BCBSNC has decided to grant certain appeal rights to physicians only. BCBSNC made the decision to extend the right of the Level I to all providers and the Level II to physicians only.


How long do I have to submit a Level II Provider appeal?    top

If Level II Post-Service Provider Appeal rights are available, Physicians, Physician Groups, and Physician Organizations will have 90 calendar days from the date of the Level I Post-Service Provider Appeal denial letter to submit a Level II Post-Service Provider Appeal for a Billing Dispute.

If Level II Post-Service Provider Appeal rights are available, Physicians, Physician Groups, and Physician Organizations will have 60 calendar days from the date of the Level I Post-Service Provider Appeal denial letter to submit a Level II Post-Service Provider Appeal for Medical Necessity.

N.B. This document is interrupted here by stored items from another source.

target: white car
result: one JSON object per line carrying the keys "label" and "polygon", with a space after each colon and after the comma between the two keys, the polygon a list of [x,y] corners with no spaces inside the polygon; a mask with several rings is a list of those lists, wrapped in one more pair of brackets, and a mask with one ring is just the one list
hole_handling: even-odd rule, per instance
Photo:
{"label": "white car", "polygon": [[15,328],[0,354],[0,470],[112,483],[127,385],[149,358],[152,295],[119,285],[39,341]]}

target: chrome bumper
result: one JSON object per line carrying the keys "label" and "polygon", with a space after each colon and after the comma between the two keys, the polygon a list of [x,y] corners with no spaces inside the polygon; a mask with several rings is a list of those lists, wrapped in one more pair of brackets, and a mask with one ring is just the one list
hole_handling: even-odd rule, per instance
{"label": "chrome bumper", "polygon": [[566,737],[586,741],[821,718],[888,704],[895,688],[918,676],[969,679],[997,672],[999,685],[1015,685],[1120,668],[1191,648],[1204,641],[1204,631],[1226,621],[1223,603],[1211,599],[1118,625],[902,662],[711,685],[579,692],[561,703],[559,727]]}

Why is there a filing fee for Level II Provider appeals?    top

The filing fee structure is a provision of BCBSNC's provider appeal process. If BCBSNC's decision is overturned, the filing fee will be refunded to you. The grid below explains the fee structure for different types of appeals.

Type of Dispute Amount in Dispute Filing Fee
Billing $1,000 or less $50
  Greater than $1,000 $50
Medical Necessity $1,000 or less $50
  Greater than $1,000 $250


How do I submit a Level II Provider Appeal?    top

Contact MES Solutions directly:

Phone: 1-800-437-8583
Fax: 1-888-868-2087
Mail: MES Solutions
100 Morse Street
Norwood, MA 02062


How do I check the status of a Level II Provider Appeal I have submitted?    top

Contact MES Solutions directly via the web, phone, fax or mail.


Can I submit additional records for a Level II External Review Billing Dispute?    top

The Level II Provider Appeal requests for Billing Disputes administered by an Independent Review Organization, will be reviewed based on the information previously submitted with the Level I Provider Appeal. BCBSNC will supply all documentation from the Level I Provider Appeal to the Billing Dispute Reviewer. For additional questions, please contact MES Solutions directly.


Can I submit additional records for a Level II External Review for Medical Necessity?    top

Yes, the records should be submitted with the request to the external review vendor.